Enhancing Local Life Service Recommendation with Agentic Reasoning in Large Language Model
For local life service platforms, this work provides a unified approach to need-driven recommendation, but the novelty is incremental as it combines existing techniques (behavioral clustering, curriculum learning, RL) with LLMs.
The paper proposes a unified LLM-based framework that jointly predicts users' immediate living needs and recommends local services, addressing the limitation of prior works that treat these tasks separately. Experiments show significant improvements in both need prediction and recommendation accuracy.

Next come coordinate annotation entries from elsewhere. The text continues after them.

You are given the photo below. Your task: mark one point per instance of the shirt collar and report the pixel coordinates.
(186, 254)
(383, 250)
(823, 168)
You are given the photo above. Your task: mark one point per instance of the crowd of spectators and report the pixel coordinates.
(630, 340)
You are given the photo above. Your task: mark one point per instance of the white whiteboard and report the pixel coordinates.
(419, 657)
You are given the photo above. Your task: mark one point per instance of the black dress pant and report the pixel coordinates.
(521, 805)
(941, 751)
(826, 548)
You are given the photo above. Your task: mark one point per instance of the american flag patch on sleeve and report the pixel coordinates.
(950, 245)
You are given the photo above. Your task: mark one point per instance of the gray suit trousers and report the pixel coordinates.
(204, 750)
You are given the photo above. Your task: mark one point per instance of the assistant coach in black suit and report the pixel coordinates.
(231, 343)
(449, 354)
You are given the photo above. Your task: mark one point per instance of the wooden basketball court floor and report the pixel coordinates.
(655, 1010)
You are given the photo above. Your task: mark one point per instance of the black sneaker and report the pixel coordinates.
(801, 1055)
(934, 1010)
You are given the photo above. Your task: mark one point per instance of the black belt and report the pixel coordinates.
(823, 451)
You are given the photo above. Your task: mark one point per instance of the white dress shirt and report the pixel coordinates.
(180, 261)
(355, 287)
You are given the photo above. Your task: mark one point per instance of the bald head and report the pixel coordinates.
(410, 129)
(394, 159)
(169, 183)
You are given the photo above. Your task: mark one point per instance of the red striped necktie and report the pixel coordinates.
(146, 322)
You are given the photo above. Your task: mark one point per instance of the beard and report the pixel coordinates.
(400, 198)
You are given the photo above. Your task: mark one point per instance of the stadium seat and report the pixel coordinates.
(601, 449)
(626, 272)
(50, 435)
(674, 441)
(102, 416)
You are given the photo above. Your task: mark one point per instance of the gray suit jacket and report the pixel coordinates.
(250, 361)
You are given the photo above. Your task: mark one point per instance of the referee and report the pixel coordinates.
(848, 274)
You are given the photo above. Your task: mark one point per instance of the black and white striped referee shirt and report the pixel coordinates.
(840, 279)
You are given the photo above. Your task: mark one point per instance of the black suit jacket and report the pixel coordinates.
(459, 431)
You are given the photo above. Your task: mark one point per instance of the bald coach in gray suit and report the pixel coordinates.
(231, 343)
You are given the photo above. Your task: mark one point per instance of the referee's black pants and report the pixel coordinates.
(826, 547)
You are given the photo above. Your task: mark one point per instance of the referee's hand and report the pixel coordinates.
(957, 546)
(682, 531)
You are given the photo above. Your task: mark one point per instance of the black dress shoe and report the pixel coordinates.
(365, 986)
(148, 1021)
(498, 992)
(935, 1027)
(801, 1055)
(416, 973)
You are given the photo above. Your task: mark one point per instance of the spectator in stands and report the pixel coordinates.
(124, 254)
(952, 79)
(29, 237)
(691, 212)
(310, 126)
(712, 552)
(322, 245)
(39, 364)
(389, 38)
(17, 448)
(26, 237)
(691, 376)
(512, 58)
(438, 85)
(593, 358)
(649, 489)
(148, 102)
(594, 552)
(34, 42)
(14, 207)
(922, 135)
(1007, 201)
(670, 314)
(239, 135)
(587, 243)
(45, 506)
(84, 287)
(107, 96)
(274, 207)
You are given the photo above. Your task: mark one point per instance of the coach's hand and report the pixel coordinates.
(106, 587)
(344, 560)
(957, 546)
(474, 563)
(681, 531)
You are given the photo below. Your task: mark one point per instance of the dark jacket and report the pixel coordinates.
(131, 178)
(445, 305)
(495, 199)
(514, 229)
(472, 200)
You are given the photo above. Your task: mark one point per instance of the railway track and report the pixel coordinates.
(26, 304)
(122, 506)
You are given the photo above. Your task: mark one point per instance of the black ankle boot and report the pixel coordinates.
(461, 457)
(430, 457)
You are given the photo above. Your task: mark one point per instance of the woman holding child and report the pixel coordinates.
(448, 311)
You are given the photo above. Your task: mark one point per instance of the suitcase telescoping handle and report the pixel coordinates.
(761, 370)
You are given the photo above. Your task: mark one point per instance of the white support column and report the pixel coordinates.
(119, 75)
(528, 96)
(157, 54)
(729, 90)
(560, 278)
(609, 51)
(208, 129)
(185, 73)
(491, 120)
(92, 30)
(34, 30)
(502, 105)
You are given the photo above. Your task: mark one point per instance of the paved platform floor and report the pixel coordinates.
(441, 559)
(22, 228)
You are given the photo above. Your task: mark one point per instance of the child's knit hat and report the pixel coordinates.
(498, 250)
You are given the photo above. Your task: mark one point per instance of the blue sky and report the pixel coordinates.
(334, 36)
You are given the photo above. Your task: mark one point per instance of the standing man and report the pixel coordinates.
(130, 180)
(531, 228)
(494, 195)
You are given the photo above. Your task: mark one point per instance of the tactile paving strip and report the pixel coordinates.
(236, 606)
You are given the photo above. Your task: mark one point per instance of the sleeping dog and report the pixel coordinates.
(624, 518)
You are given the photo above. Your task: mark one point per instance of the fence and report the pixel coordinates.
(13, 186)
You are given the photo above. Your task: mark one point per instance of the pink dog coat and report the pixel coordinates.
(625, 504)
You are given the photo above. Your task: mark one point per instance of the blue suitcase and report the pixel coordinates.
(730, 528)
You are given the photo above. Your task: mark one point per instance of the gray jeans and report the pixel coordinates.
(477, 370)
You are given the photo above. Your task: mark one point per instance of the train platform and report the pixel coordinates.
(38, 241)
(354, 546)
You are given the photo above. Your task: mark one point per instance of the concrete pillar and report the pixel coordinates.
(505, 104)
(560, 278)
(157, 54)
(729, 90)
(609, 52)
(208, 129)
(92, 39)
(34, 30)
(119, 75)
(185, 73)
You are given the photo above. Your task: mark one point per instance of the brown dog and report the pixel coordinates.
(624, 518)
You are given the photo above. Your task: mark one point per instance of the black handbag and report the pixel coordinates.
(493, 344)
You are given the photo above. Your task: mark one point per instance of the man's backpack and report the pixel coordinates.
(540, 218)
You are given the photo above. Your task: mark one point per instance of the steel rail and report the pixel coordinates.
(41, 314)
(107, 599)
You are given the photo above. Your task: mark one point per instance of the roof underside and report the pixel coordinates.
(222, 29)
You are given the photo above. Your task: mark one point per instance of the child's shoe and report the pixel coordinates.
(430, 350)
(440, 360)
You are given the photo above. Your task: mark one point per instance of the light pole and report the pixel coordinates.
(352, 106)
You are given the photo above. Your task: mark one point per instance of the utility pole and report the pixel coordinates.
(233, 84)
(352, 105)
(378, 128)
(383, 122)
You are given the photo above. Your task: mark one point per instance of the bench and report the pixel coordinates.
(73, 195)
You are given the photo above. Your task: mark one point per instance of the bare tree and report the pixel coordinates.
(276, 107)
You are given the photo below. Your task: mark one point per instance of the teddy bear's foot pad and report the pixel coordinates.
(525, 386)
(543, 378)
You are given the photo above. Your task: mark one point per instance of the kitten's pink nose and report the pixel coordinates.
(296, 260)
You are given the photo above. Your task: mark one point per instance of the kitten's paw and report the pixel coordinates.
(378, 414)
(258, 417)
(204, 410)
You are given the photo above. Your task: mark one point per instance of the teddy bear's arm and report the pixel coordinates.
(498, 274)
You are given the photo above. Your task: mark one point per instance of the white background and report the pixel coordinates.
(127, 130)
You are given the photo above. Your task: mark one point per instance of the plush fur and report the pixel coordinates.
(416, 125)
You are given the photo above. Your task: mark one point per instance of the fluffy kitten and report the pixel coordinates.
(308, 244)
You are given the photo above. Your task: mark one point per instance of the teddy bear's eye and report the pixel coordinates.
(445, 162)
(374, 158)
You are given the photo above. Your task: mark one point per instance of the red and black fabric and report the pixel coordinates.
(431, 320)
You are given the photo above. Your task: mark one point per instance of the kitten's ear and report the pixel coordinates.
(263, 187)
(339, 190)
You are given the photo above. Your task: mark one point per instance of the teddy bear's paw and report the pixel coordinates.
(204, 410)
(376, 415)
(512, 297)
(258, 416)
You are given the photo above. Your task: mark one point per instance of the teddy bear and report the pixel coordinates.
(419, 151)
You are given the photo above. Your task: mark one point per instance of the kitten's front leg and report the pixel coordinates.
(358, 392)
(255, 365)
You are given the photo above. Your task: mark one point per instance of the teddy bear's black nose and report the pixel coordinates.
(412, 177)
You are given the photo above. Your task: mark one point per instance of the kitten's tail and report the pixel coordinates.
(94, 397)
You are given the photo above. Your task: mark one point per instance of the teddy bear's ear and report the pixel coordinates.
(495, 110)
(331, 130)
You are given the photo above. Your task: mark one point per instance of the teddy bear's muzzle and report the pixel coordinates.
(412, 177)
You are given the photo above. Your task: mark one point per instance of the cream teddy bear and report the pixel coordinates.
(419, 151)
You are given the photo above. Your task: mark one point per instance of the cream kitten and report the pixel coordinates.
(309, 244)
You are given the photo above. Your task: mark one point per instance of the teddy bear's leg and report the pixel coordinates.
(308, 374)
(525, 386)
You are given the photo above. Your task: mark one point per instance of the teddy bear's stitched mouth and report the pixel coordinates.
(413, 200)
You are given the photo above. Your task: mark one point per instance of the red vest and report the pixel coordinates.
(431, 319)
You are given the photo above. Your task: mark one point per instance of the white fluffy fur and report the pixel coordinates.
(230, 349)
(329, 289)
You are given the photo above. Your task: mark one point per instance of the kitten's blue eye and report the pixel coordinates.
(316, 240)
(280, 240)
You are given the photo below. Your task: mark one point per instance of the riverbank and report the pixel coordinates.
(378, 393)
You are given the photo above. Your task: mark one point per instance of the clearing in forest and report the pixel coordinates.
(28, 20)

Local life service recommendation is distinct from general recommendation scenarios due to its strong living need-driven nature. Fundamentally, accurately identifying a user's immediate living need and recommending the corresponding service are inextricably linked tasks. However, prior works typically treat them in isolation, failing to achieve a unified modeling of need prediction and service recommendation. In this paper, we propose a novel large language model based framework that jointly performs living need prediction and service recommendation. To address the challenge of noise in raw consumption data, we introduce a behavioral clustering approach that filters out accidental factors and selectively preserves typical patterns. This enables the model to learn a robust logical basis for need generation and spontaneously generalize to long-tail scenarios. To navigate the vast search space stemming from diverse needs, merchants, and complex mapping paths, we employ a curriculum learning strategy combined with reinforcement learning with verifiable rewards. This approach guides the model to sequentially learn the logic from need generation to category mapping and specific service selection. Extensive experiments demonstrate that our unified framework significantly enhances both living need prediction performance and recommendation accuracy, validating the effectiveness of jointly modeling living needs and user behaviors.